La impresión que le da a un mochilero al llegar a Viena -y en esta ocasión viajamos en calidad de mochileros 100%- es como la de entrar a un restaurante de lujo con vaqueros y sudadera, como que no estás a la altura del entorno.
En Viena todo es monumental, señorial, imperial, elegante… A cada vuelta de esquina te encuentras con enormes palacios, edificios inmaculados, jardines perfectos y calles impolutas, como recién fregadas, que da cosa pisarlas. Todo parece un decorado hecho para las peliculas de Sissi.

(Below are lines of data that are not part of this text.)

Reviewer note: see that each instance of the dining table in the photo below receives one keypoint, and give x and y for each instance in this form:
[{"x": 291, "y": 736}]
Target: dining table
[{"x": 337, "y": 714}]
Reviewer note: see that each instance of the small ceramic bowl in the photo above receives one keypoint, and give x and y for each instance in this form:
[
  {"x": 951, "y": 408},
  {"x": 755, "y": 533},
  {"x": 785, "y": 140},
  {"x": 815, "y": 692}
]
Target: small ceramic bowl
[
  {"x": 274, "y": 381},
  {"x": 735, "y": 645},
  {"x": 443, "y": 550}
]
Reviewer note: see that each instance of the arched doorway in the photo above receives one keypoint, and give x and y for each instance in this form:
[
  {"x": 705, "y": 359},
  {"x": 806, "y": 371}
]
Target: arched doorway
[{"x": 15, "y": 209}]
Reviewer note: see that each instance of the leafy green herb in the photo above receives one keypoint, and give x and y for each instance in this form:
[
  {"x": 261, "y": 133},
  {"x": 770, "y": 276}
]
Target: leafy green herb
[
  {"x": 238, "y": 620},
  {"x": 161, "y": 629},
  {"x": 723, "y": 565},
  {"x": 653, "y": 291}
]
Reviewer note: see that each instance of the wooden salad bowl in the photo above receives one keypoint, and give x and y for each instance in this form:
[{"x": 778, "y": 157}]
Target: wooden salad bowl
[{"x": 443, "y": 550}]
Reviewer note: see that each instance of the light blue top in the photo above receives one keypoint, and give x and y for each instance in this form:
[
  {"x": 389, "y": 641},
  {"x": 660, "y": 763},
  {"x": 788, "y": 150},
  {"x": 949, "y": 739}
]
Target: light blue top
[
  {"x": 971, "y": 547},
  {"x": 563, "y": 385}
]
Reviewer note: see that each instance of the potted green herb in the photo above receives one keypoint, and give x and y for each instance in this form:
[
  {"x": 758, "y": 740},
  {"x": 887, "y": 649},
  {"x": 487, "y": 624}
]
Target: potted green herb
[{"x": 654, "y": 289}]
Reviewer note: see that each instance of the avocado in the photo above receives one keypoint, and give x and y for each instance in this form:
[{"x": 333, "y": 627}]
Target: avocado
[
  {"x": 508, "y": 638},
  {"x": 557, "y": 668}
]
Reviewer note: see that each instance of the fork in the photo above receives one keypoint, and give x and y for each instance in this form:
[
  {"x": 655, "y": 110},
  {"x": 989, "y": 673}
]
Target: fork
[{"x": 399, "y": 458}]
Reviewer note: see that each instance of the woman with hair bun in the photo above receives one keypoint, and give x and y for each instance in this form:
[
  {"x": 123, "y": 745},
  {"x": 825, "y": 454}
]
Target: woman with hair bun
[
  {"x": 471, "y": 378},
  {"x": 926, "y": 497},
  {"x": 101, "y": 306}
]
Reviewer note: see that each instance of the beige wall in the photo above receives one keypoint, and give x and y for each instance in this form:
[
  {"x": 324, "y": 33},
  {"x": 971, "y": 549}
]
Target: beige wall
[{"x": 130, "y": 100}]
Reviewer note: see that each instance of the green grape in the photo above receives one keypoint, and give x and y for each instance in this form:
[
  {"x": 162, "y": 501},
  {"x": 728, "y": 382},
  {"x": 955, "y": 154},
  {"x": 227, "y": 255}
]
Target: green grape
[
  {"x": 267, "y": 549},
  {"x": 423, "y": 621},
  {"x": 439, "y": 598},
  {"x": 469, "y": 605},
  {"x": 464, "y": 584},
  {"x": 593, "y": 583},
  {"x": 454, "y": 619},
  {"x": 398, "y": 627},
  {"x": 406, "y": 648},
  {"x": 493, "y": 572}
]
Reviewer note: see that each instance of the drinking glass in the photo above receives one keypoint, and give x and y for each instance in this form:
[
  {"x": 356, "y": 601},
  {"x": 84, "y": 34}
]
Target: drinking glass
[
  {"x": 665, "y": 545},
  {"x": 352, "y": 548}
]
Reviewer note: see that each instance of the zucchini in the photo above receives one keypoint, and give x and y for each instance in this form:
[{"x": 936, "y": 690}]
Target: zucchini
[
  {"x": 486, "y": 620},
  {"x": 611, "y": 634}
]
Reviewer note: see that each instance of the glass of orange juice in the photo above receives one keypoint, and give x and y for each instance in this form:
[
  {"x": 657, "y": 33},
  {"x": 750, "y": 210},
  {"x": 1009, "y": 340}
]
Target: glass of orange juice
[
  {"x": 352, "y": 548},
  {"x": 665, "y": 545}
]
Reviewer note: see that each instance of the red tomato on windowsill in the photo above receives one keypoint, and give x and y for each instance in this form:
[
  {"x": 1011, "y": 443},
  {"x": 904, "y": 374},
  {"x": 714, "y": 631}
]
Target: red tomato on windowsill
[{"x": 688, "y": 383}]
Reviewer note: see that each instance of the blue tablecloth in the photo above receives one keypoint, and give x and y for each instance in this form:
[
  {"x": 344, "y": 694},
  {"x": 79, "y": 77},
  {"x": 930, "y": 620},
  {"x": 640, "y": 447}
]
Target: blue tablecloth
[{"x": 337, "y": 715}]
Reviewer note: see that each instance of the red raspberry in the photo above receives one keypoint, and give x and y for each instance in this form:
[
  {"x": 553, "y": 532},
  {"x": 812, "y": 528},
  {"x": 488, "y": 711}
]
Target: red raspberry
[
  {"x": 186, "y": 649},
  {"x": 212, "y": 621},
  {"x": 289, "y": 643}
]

En ese entramado de perfección que es el centro histórico, es como si se hubieran olvidado de hacer las calles de atrás. Los callejones estrechos, inseguros y malolientes que tiene toda gran ciudad salvo Viena. Tanto es así, que la calle que peor huele es donde paran los majestuosos coches de caballos, justo delante del Palacio Imperial Hofburg, igual que hicieron durante los 600 años que pasaron allí los Habsburgo, y que sigue siendo el principal escenario de la ciudad.
A un pequeño paseo de allí (a pie, no gastamos caballo) pudimos visitar la imponente Catedral de San Esteban que se encuentra en proceso de limpieza para equipararse a los estándares de la ciudad, donde hasta el monumento a la peste reluce, limpísimo, al sol.
Pero el gran paseo es el de la Ringstrase, el amplio anillo que bordea el casco histórico y que surgió cuando al emperador Francisco José le dio por derribar las murallas de la ciudad en 1857, permitiendo que a su alrededor se construyeron importantes edificios a la altura y hechura del nuevo imperio austro-húngaro: la Ópera, la Universidad, el Ayuntamiento, el Parlamento, la Bolsa, los museos de historia del arte e historia natural. Todos dignos de admirar y visitar si los pies dan de sí. Los míos aún se resienten.
Para recorrer estos paisajes de perfección intimidante, contamos con la ayuda de una guía casi local -y que además es mi prima, todo queda en casa- que nos llevó a los puntos clave de la ciudad, pero también nos recomendó otras visitas más que interesantes:
El Palacio de Schönbrunn, el Palacio de verano de los Habsburgo, se encuentra algo retirado del centro, pero perfectamente accesible en metro (no es que se fueran a veranear a Benidorm, los Habsburgo) y además de museos, tiene unos espléndidos jardines, de visita gratuita, que deben tener, más o menos, el tamaño de alguno de los países surgidos tras el desmembramiento del Imperio.
El llamado Alto Danubio es un meandro del gran río, apartado de la zona navegable y con aguas sorprendentemente limpias, donde los vieneses van a darse baños, montar en piragua, practicar remo o tomar el sol a pocos kilómetros del centro. Nosotros fuimos a comer y beber en comunión con la naturaleza, que también es muy edificante.
El, o los, Belvedere son otro capricho de emperador, que tenían querencia por los jardines de plantas exóticas y animales, y las construcciones asombrosas.
El Naschmarkt, que como su propio nombre parece indicar, es el mercado (y no hay que despreciar lo poco que se entiende del alemán) es una interminable sucesión de puestos de comidas y restaurantes. Nosotros tuvimos el detalle de ir con hambre para apreciarlo mejor, porque daban ganas de parar en cada puesto a comer delicias turcas, aceitunas rellenas de queso, fina bollería vienesa…
Pero bueno, en otro momento comentaremos la gastronomía vienesa. Seguimos viajando.